Publisher: Penguin • 304 pages • £20

ISBN: 978-0-71399-992-1

Rating:

At its heart this is a pop science book: not overly wordy, and hooked onto TV wish-fulfilment musings like “when will we invent teleportation?”. But the author has proper clout, and being the Professor of Theoretical Physics at the City of New York University he has insight to spare that separates this from similar tomes.

It’s an engaging digest of current thinking. There’s plenty of digression, and chapters tend to slide into unexpected tangents. But this doesn’t feel like an obstruction, and it’s an easily readable way to discover the latest thinking on string theory or quantum entanglement, although the SF trappings are sometimes just an excuse to cover Kaku’s favourite moments in modern science.
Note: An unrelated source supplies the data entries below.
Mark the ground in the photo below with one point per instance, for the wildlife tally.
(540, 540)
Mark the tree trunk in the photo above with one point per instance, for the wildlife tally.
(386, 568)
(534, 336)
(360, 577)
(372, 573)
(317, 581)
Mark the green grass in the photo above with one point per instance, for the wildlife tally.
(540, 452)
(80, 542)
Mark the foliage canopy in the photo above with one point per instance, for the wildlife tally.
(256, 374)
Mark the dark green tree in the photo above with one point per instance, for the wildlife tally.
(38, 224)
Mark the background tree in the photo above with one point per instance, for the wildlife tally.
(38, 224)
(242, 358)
It’s a shame a few of the movie references feel laboured – who misnames Star Destroyers as “Imperial Battleships” or feels the need to explain that lightsabers are “luminous swords… made of beams of light”?
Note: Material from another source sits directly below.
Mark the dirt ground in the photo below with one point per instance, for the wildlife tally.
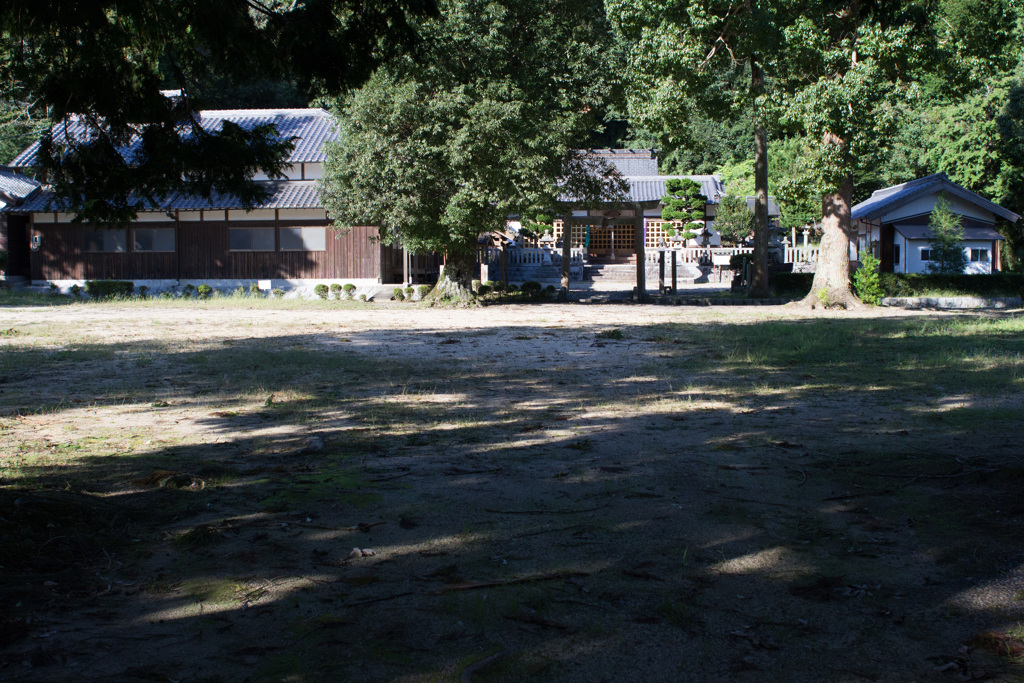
(550, 493)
While Kaku references his academic sources, he’s not so scrupulous with his media credits. Apparently “some critics” panned the first Star Wars because it was far-fetched. Did they? Who? Autobiographical elements intrude as well. At times he reminds us of his own part in the scientific community; for instance, we hear about how he met “father of the hydrogen bomb” Edward Teller when he won the San Francisco science fair prize as a boy. It’s harmless, and some might enjoy the way it personalises the topics, but this – and the book’s attempts to crowbar sci-fi wonders into three categories based on just how “impossible” they are – does jar amidst the truly absorbing stuff about anti-matter, FTL travel and parallel universes.